# My 2009 Fuji Team Road Bike



## TheDarkAce (Jun 15, 2008)

Finally got her put together from my local LBS. I think she looks pretty good. Have not had a chance to ride her yet due to the weather. But as soon as it gets sunny we are on the road. Comments welcome. Ride on.

Specs: 

3T handlebar, stem, and seatpost
San Marco Aspide Lorica saddle
Forte Groupo (carbon brifters and rear derailleur)
Yakazuma cables
FSA SLK Compact Carbon Crankset
Synergy PBO Carbon Clinchers
Conti GP 4000 tires
Cinelli bar tape
Ultegra SL brakeset
Crank Brothers Candy SL


----------



## raymond7204 (Sep 22, 2008)

Looks nice. I'm REALLY curious as to how well the Forte group works.

I've been considering using that group for a second bike, but am hesitant until I learn more.

Ray


----------



## broschb (Jun 22, 2008)

*Love it*

Please post a review on the forte components as well, I have seen them and wondered about them as well. But they look nice.


----------



## dmanmar (Nov 20, 2009)

*Nice setup!*

Wow! That almost looks similar to my bike with the spinergy wheels. Hope you don't mind me posting a pic of mine on your thread. That's if I can get the picture part right. :mad2:


----------



## TheDarkAce (Jun 15, 2008)

dmanmar said:


> Wow! That almost looks similar to my bike with the spinergy wheels. Hope you don't mind me posting a pic of mine on your thread. That's if I can get the picture part right. :mad2:


I like it. I always wondered how my bike would look with blue bar tape. Could be an option once the white bar tape gets too dirty. What groupo you using? Ride on.


----------



## TheDarkAce (Jun 15, 2008)

broschb said:


> Please post a review on the forte components as well, I have seen them and wondered about them as well. But they look nice.


Completed my first 15 mile ride with the new bike. The Forte groupo felt very solid with really smooth shifting. I had Ultegra before on my Cannondale road bike and the Forte seems to be just as precise. Tried shifting while climbing to see if there would be any jump and it was still smooth and quiet. The triggers takes a little getting used to but using two fingers to up or down shift makes it really easy. Shifting from small ring to big ring on the front went without a hitch and was quite smooth. The ability to trim is a plus. Now the only question is the durabillity. Only time and many more miles will tell. Will keep you all posted. For the price point of this groupo compared to Shimano Ultegra, looks like a winner. Ride on.


----------



## dmanmar (Nov 20, 2009)

I have a mix of 105/Ultegra/FSA. I wanted to go with the white tape at 1st, but the LBS didn't have it. I will buy some Fizik white handlebar tape this summer. Also got a new carbon fiber stem and CF stem cap on ebay. Just waiting for that thing to come in the mail.
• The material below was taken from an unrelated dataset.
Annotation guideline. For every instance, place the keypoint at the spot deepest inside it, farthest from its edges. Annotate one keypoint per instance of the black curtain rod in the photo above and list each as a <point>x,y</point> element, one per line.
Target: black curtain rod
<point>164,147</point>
I'm glad to hear that the forte group is working out.


----------



## iluvsette (Mar 20, 2010)

*2008 Fuji Team*

I just purchased a 2008 Fuji Team new in box bike. The price was great and I couldn't pass it up. Can't wait to get on a carbon bike. Hope it gets here before next week cause we are doing a 60 miler in the mountains! Oh yeah!


----------